Three hours into our five hour vigil queuing for Prince tickets outside the O2 Shepherd's Bush Empire we pondered the question: ‘which other musician would we queue in the freezing cold to get tickets for?’
Err, Um...After much contemplation we basically failed to think of anyone else who we'd want to give up a Sunday for. David Bowie perhaps? Fleetwood Mac maybe? Neither seemed likely to embark on something as brazenly improvised as what he's done in his appropriately titled Hit And Run tour. And why did we do it? Because in a world of predictability and robotic showmanship at a Prince gig you can expect the unexpected. Here are our top 5 highlights...
1) She’s Always In My Hair
This b-side from 1985 has recently been resurrected for Prince’s live shows and we were reminded of how much we loved it in the first place. 3rdeyegirl slowed the song right down, adding an edge of hard rock sheen but keeping the wonderful riff in place. Blissful.
2) How Come U Don’t Call Me Anymore?/Purple Rain/ Diamonds And Pearls/Adore/ The Beautiful Ones/Do Me, Baby
Prince’s second encore compromised a wonderful piano medley which featured some of his biggest slowies, starting with 1982’s 1999 b-side 'How Come U Don’t Call Me Anymore' (memorably covered by Alicia Keys) through to 'Purple Rain' classic 'The Beautiful Ones' and 'Controversy' smoothie 'Do Me, Baby'. This mini set was and evening's emotional highlight.
3) The Talkie Bits
The rumour spread that tickets were going for £70 but the Chinese Whispers in the queue revealed that it would actually be… only one crisp tenner. Prince commented “that’s how much we used to pay for concerts when I was a kid.” Hurrah for recession proof rock legends! Meanwhile before the gig had even began 3rdeyegirl drummer Hannah Welton asked to audience: “we want to ask you one simple favour no phones or cameras.” Cue a blissfully technology free gig experience. A double win for those of us who were living in 1972 then.

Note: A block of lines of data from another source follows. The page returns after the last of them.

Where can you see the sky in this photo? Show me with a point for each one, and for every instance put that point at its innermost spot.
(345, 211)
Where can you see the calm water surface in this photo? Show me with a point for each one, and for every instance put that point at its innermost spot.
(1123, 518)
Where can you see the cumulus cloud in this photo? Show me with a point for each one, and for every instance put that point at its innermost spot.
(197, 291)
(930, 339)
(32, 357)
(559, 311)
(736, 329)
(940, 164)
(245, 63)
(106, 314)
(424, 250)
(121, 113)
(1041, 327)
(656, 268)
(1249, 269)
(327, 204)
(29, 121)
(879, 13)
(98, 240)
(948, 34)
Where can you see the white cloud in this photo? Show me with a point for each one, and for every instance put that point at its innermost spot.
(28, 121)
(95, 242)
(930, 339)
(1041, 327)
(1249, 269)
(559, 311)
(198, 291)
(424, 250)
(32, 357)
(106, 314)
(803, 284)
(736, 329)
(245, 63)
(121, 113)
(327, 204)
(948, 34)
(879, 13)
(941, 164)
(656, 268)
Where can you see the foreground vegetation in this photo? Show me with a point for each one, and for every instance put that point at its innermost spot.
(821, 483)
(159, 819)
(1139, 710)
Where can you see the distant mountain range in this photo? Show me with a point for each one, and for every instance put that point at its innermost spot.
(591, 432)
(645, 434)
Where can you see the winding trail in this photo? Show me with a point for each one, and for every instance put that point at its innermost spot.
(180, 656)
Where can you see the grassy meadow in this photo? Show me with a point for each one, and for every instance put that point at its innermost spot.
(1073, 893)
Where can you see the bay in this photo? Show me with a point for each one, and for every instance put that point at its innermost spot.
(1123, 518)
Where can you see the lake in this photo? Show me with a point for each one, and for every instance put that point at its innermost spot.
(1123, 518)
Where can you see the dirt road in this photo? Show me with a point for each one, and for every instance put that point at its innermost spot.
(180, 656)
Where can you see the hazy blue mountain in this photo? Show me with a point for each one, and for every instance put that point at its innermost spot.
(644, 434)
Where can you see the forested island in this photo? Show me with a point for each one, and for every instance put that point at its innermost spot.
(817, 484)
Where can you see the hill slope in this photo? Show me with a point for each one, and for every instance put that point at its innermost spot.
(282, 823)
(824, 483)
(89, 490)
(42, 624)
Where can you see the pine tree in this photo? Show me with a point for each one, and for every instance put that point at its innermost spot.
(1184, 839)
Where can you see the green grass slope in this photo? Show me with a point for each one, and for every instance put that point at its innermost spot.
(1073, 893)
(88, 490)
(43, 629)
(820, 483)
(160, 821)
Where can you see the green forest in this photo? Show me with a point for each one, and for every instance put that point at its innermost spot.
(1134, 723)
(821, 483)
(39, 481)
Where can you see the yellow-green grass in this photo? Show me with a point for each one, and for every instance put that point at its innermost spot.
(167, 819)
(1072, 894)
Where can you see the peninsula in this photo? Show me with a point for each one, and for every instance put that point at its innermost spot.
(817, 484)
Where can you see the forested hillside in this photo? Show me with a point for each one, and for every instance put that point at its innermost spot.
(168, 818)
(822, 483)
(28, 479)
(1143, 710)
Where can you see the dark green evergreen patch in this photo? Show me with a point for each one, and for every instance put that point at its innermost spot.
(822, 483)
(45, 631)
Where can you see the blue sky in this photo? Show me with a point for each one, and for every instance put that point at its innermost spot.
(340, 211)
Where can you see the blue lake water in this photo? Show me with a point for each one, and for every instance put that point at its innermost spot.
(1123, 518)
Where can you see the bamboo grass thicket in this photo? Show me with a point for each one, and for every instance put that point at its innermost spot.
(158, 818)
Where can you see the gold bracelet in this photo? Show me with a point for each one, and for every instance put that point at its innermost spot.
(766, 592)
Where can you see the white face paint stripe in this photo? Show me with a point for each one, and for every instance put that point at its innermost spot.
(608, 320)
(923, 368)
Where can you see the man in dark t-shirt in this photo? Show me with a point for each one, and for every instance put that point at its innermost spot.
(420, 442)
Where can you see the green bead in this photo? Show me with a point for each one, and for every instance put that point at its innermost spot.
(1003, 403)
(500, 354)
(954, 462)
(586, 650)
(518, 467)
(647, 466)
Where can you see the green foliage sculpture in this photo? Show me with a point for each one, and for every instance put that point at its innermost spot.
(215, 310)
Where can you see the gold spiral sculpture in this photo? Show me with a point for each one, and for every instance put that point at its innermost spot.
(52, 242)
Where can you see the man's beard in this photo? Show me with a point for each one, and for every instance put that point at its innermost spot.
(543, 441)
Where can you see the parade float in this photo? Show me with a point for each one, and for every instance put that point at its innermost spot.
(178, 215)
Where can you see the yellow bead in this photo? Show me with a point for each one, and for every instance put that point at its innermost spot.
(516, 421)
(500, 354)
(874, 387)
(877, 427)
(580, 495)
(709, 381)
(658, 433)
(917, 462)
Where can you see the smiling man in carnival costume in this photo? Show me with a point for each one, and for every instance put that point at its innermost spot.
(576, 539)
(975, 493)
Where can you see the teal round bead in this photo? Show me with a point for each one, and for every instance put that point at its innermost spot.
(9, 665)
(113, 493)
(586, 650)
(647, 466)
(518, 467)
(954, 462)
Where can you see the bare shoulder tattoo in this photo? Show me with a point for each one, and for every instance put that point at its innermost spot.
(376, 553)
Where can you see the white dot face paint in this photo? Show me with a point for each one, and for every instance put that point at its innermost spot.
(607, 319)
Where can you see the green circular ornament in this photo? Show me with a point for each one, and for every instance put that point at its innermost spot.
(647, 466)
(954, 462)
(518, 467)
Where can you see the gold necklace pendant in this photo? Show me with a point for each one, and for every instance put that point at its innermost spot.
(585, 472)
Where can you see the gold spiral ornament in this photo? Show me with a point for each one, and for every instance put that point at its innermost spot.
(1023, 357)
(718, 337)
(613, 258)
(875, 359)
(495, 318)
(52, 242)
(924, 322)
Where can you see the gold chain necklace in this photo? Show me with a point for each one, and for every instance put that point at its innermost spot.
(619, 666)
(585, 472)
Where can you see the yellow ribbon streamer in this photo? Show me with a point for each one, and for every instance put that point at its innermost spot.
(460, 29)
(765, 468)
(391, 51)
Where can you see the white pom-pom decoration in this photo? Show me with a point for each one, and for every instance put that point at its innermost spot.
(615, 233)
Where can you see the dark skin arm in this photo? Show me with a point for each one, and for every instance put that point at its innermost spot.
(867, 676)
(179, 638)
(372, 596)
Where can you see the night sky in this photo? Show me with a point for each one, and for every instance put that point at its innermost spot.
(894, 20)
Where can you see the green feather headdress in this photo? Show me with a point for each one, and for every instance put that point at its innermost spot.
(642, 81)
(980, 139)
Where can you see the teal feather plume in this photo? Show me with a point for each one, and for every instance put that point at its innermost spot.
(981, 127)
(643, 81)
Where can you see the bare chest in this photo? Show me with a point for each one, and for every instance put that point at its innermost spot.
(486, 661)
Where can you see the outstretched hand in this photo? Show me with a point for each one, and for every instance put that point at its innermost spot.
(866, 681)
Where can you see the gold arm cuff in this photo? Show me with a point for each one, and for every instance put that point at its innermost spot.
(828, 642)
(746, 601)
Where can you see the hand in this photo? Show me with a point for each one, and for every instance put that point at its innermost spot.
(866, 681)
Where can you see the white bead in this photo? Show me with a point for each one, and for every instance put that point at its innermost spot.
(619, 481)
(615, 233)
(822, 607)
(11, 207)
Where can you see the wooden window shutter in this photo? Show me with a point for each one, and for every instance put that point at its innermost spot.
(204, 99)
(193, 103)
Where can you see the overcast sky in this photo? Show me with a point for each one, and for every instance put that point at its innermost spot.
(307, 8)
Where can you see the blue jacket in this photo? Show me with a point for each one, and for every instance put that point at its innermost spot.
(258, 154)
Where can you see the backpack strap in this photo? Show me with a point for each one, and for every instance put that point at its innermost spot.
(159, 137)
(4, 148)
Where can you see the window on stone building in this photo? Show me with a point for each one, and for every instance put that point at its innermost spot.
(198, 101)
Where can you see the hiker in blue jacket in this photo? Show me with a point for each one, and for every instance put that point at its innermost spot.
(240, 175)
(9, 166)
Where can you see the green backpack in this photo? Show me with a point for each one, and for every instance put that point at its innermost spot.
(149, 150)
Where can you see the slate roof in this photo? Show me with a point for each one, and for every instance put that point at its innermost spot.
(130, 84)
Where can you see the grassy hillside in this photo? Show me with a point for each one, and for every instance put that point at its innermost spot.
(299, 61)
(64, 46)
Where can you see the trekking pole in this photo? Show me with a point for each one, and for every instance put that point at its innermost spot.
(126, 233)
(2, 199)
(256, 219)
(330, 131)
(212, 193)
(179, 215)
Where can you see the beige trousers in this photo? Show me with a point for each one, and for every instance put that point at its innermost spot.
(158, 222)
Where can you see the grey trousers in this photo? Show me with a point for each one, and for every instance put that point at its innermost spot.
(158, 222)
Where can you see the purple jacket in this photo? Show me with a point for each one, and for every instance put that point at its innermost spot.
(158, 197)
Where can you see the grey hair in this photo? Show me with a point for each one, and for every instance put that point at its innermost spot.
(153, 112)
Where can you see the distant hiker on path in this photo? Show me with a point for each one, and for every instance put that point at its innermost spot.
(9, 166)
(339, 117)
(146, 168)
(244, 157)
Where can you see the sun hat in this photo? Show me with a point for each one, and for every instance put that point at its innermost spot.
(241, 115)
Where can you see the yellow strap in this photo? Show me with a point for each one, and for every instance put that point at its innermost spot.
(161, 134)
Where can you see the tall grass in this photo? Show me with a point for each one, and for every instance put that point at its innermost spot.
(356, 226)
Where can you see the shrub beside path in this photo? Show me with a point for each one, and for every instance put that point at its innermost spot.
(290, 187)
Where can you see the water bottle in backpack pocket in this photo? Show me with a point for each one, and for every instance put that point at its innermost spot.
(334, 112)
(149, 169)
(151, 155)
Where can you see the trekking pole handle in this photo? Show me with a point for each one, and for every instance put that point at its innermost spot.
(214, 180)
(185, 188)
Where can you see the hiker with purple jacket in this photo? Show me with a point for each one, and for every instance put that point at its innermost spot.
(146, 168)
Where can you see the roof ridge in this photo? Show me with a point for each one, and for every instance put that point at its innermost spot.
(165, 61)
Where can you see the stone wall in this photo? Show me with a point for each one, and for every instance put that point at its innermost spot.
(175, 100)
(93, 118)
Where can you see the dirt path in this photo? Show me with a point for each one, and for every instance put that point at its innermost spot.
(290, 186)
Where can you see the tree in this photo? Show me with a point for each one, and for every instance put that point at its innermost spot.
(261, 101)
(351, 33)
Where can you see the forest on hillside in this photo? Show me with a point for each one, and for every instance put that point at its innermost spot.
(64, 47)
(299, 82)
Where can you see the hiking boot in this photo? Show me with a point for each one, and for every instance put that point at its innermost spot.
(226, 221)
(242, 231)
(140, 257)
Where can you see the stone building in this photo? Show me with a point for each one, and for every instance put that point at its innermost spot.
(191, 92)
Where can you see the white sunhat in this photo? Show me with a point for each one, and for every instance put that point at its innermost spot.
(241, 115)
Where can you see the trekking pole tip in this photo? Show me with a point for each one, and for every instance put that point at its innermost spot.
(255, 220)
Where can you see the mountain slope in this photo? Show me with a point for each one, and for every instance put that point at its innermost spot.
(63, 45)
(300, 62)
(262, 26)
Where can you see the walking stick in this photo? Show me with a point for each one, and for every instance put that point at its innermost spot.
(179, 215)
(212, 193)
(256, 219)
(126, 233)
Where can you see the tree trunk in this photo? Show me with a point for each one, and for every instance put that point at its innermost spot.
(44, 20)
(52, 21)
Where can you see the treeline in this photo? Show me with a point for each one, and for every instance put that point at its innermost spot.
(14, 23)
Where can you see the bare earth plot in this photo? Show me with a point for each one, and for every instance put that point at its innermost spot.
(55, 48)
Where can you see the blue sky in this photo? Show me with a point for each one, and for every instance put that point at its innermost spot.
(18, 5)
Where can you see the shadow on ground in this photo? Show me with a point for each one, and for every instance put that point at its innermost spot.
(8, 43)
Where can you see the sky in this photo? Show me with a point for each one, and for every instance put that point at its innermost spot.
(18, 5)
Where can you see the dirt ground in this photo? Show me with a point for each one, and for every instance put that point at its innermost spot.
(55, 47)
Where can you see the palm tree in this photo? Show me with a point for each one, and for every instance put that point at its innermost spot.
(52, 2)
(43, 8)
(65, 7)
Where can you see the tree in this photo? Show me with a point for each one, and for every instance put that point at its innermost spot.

4) Something In The Water Does Not Compute
One of our favourite songs from 1999 is this dark ode to a difficult girlfriend so we were happy when Prince reached deep into his purple vault to resurrect this number. Like 'She’s Always In My Hair', it had been shorn of its electronic framework and slowed down to create a troubled, bluesy jam. Amazing.
5) Forever In My Life
At the height of prolific 80s period, Prince dumped a triple album ‘Crystal Ball’ in favour of a lowly double album, the career-peaking ‘Sign O The Times’. Last night we heard snatches of 'When Doves Cry', 'Sign O The Times', his duet with Sheila E ‘A Love Bizarre’ and Vanity 6’s ‘Nasty Girl’ but it was this cut from SOTT that was extra, extra special.